Plymouth, Scunthorpe, Edinburgh and King’s Lynn have all streamed rounds of the British Youth Championships while the exploits of Bewley, Palin, Brennan and Berwick’s own Leon Flint in European and World under-21 events is ample evidence that the sport’s future will not be confined solely to the red and white of Poland.

Many watching this level for the first time have been surprised at the quality and depth of the British Youth talent pool. Presumably, they either get their speedway fix via tv or – unforgivably – head for home at the end of league fixtures because anyone who has watched a Northern Junior League match or their southern counterparts already knew.

Often these mini meetings contain some of the fiercest and most competitive racing of the night even if some of the competitors are on 125cc machines and barely knee high to a grasshopper.

There is evidence – and this will make Bloggeague Mr Barrie a happy man – that in six or seven years’ time Scotland be in the Speedway of Nations – if the Pijper boys are not snaffled by Holland that is.
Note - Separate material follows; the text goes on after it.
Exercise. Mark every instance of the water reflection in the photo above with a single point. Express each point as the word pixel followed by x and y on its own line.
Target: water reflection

Nothing is certain in sport. Injury, growing pains, finance, outside interests have all over the years combined to stymie seemingly stellar talent.

And for British talent there is the problem of graduating from the National League into divisions which pander to a desire to make a professional living from those whose efforts attract crowds which support semi-professionals at best.

While allowing British riders to race at both Championship and Premiership levels is verging on acceptable there is little justification for giving non-British licence holders the luxury. Similar opportunities do not exist for British riders in the Danish, Swedish or Polish leagues and it threatens to create a log jam in the British system which could undo a lot of the development work going on.

Surely it is no coincidence that the two current domestic breakout acts – Lambert and Bewley –  spurned the chance to double up for the past two seasons and concentrated on the Premiership.

Indeed Euro champ Lambert has suggested he may not race in Britain at all next season, prompting howls of outrage largely among those who fail to grasp that their decision to only watch speedway from the settee means that while they subsidise the millionaires of football, cricket and rah-rahs of rugby union through their satellite subscriptions they contribute nothing to British speedway.

Lambert was willing – and criticised for – for taking a German licence a few years ago enabling him to compete in open age racing a year earlier than domestic rules allowed. That single mindedness is now bearing fruit and it looks like Bewley – who will go into Wednesday night’s final as a hot favourite to inherit the Norfolk racer’s crown – is following a similar path.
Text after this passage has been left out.